Washington officials say that while there is undoubtedly more rage on the roads than in past years, there always have been angry drivers, drivers so mad they were ready to do something about it.

“There is an upswing that we’re noting in regard to it, but I’ve been a trooper since 1971, and certainly in the ‘70s, when I was working the freeway system, I saw incidents similar to what we see today,” said State Patrol Capt. Marshall Pugh. “There weren’t shootings involved, but there was a lot of cutting off and fistfights.”

The number of drivers intentionally killing or injuring others in traffic disputes has been rising 7 percent a year across the country since 1990, according to the AAA Foundation for Traffic Safety, which analyzed more than 10,000 incidents over a seven-year period.

One reason for the increase here is the traffic. The Northwest is not a place accustomed to 5 mph freeway gridlock or shouted epithets across a backed-up intersection. But Seattle, the nation’s 22nd largest city, has the sixth-worst traffic gridlock. Worker commuting times closely rival Los Angeles’.

A Boeing Co. employee, Jeffrey C. Thompson, was sentenced to 18 months in prison Friday on a second-degree assault conviction in connection with an incident that began last spring. He shot insurance executive Jim McClure for allegedly cutting him off during the commute home.

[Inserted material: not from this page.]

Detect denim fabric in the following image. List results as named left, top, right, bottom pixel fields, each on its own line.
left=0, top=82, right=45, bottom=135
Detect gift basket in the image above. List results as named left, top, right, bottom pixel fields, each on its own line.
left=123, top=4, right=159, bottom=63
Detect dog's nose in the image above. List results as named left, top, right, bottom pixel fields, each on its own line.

“Two 50-year-old guys. Businessmen. Both generally - but for this - probably decent family guys,” recounted Snohomish County deputy prosecutor Paul Stern.

After the initial exchange of hostilities on Interstate 5, he said, “both have the misfortune of electing to get off the same exit to go home. McClure stops first at the light, Thompson’s behind him. Nice, lovely spring day. McClure walks back to Thompson’s car to say, ‘What the hell’s the problem?’ There’s an exchange of words … and Thompson pulls a gun to say, ‘Hey, I’ve got this thing. Back off.’ McClure backs off. There’s one shot fired that touches the ground, and a second shot fired that hits McClure in the groin area.”

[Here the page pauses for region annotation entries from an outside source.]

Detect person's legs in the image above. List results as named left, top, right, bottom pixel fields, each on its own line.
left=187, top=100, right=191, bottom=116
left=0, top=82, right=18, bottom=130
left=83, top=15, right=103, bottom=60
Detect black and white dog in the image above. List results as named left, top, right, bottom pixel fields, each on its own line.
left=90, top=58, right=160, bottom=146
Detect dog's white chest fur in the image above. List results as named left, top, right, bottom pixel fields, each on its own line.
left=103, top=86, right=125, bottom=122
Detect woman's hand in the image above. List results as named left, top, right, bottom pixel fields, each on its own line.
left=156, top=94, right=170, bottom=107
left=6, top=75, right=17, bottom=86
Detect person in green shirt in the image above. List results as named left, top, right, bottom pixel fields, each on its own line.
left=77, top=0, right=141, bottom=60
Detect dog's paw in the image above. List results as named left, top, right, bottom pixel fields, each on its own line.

Three other people, including a young teen-age girl riding in the back of a car that cut someone off, died in separate road-shooting incidents last year. In all, Washington state police are tallying about 1,100 gun-brandishing incidents on state highways every year - a dramatic increase since 1990, although virtually every state is documenting a rise in road-rage reports.

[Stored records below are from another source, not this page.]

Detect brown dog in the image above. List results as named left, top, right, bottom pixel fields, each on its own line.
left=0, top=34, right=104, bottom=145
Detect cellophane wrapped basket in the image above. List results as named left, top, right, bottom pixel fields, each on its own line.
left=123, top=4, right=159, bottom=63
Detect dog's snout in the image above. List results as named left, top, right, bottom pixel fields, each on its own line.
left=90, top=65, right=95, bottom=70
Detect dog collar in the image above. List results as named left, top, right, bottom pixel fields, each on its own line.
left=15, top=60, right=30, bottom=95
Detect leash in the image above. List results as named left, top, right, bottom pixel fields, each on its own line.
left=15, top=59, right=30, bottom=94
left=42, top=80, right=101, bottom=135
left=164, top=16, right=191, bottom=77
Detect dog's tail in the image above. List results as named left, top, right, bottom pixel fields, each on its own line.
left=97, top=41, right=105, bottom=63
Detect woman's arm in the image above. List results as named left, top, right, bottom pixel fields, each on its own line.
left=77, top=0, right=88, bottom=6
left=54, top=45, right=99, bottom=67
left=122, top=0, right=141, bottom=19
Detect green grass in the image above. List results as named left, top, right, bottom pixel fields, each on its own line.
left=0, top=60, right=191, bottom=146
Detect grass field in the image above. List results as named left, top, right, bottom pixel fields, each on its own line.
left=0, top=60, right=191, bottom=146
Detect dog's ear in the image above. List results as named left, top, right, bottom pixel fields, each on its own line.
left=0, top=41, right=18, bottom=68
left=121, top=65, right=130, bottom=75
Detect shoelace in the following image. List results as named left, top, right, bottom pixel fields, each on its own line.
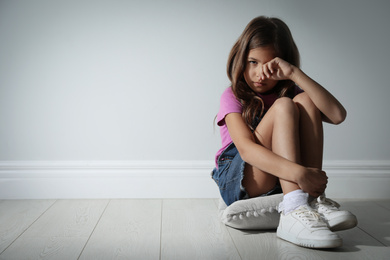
left=296, top=207, right=326, bottom=227
left=317, top=196, right=340, bottom=209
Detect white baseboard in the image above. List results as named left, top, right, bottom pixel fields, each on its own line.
left=0, top=161, right=390, bottom=199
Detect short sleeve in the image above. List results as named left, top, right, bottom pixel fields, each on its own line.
left=217, top=87, right=242, bottom=126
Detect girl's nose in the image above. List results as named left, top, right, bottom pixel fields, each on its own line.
left=256, top=66, right=263, bottom=79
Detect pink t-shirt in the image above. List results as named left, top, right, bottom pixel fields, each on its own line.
left=215, top=86, right=302, bottom=167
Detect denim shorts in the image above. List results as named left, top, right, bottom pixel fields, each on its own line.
left=211, top=143, right=282, bottom=206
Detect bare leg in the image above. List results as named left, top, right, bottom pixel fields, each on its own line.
left=294, top=93, right=324, bottom=169
left=243, top=98, right=301, bottom=197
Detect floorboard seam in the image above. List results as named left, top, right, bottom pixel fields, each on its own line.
left=0, top=200, right=58, bottom=256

“There’s no question that the Northwest is overrepresented with this problem. Part of this has to do with growth in the area, congestion in the area, poor design of roads that were not designed to move people efficiently. So you have things here that you don’t see in other parts of the country,” said Dr. Roland Maiuro, a University of Washington professor who at Harborview Medical Center in Seattle directs one of the few road-rage therapy programs in the nation.

“We also have people who are accustomed to driving as they please on the road, and not having to be close and interacting intimately with other drivers,” Maiuro said. “This is the great Pacific Northwest and people like their space here, and it’s being taken away from them.”

The Washington State Patrol is preparing a road-rage response package for the Legislature next month. It will focus on educating drivers on how to avoid highway confrontations, but also will beef up patrols to ticket tailgaters and faulty lane-changers and, where possible, provide engineering improvements to roads in order to avoid predictable traffic conflicts. xxxx TYPES OF RAGE Dr. Roland Maiuro, a University of Washington professor who directs a road-rage therapy program here, has documented five personality types most susceptible to roadway violence: The young, impulsive male, whose sense of identity is not fully formed, who has much to prove to his peers and is very susceptible to challenge. The typical Type-A profile, a competitive individual who sees driving as a race, a challenge, who wants to be first and is determined to defend his territory. A displaced anger or projected-rage profile, who is mad about something else and takes it out in his car. The Dr. Jekyll-Mr. Hyde profile, who appears mild and unassertive in most social encounters and whose bottled-up rage erupts behind the wheel. And, heavily represented in the Northwest and among women, the polite rule-enforcer, who has a certain etiquette he or she expects on the road and who becomes highly offended when it is breached.